Der 15. Juli 1927 war ein Tag der Massenrevolte, ein Tag der Barrikaden, ein Tag des Feuers. Es war, wie Elias Canetti in seinen Lebenserinnerungen festhält, eines jener seltenen öffentlichen Ereignisse, die eine ganze Stadt so ergreifen, dass sie danach nicht mehr dieselbe ist. Es war ein Tag von Tumulten und Exzessen, wie sie in Ausdehnung, Dauer und Stärke in dieser Stadt kaum je erlebt worden sind. Jedenfalls habe er, so Augenzeuge Canetti, an diesem „hellerleuchteten, entsetzlichen“ Tag das wahre Bild dessen gewonnen, „was als Masse unser Jahrhundert erfüllt“. Er selbst sei vollkommen aufgegangen in einer Masse, die zu ihrer Aktion eines starken, konkreten, leitenden Symbols bedurfte – eben des Feuers: das Niederbrennen der Redaktion der rechtkonservativen Reichspost (die das Urteil begrüßt und gefeiert hatte) und der größten Polizeiwachstube Wiens in der Lichtenfelsgasse, vor allem aber der in Flammen stehende Justizpalast. Die Masse besteht, solange dieses Symbol existiert und auf sie, durch sie wirkt. Die Masse sieht sich gleichsam im Feuer, das sie selbst entzündet hat; sie wird letztendlich selbst zum Feuer.

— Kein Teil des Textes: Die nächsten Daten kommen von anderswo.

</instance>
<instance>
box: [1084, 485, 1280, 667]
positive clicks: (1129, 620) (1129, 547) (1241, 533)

Jugendliche aus den Vorstädten waren durch mehrere eingeschlagene Parterrefenster in das Gebäude eingedrungen und hatten Akten in großer Zahl sowie Büromobiliar auf die Straße geworfen, wo sie zu einem riesigen Scheiterhaufen aufgetürmt wurden. Zuerst wird dieser Scheiterhaufen, dann das Gebäude selbst angezündet; die Massen versagen den auf den Löschtrains stehenden und leidenschaftlich argumentierenden sozialdemokratischen Spitzenfunktionären (darunter der Wiener Bürgermeister Karl Seitz sowie der Leiter des Republikanischen Schutzbundes, Julius Deutsch) die Gefolgschaft. Die Löschzüge der Feuerwehr werden am Durchkommen zu den Brandobjekten gehindert, die Wasserschläuche zerschnitten. Die Behinderung der Löscharbeiten wird von der Polizei mit scharfen Salven beantwortet, was die Masse ihrerseits mit vieltausendstimmigen, empörten Protestrufen quittiert. Darauf neuerliche Salven der Polizei, die die Masse sprengen, vertreiben, in die Flucht schlagen. Doch sogleich sammelt sie sich wieder, formiert sie sich erneut, dringt aus den Seitengassen ein weiteres Mal vor, mobilisiert, entfacht, angezogen vom Feuer des brennenden Justizpalastes. Die todbringenden Salven der Polizei haben die Masse nicht zerfallen lassen, sie haben sie vielmehr zusammengefügt.

Dieser „Tag des Feuers“, seine Ereignisse sind ein Vorschein auf das nahende Ende der Ersten Republik, und sie sind in die Weltliteratur eingegangen (Canetti, Doderer). Für das Österreichische Staatsarchiv waren die Ereignisse insofern von dramatischer Relevanz, als die im Justizpalast eingelagerten Bestände des Inneren schwer zu Schaden gekommen sind, darunter Ministerratsprotokolle oder, Ironie der Geschichte, ein Großteil der Spitzelberichte der Metternich’schen Geheimpolizei. Was dem Feuer entging, fiel in vielen Fällen dem Löschwasser zum Opfer. Die betroffenen Bestände lagern seitdem als sogenannte „Brandakten“ im Allgemeinen Verwaltungsarchiv und sind für die Benutzung weitgehend gesperrt.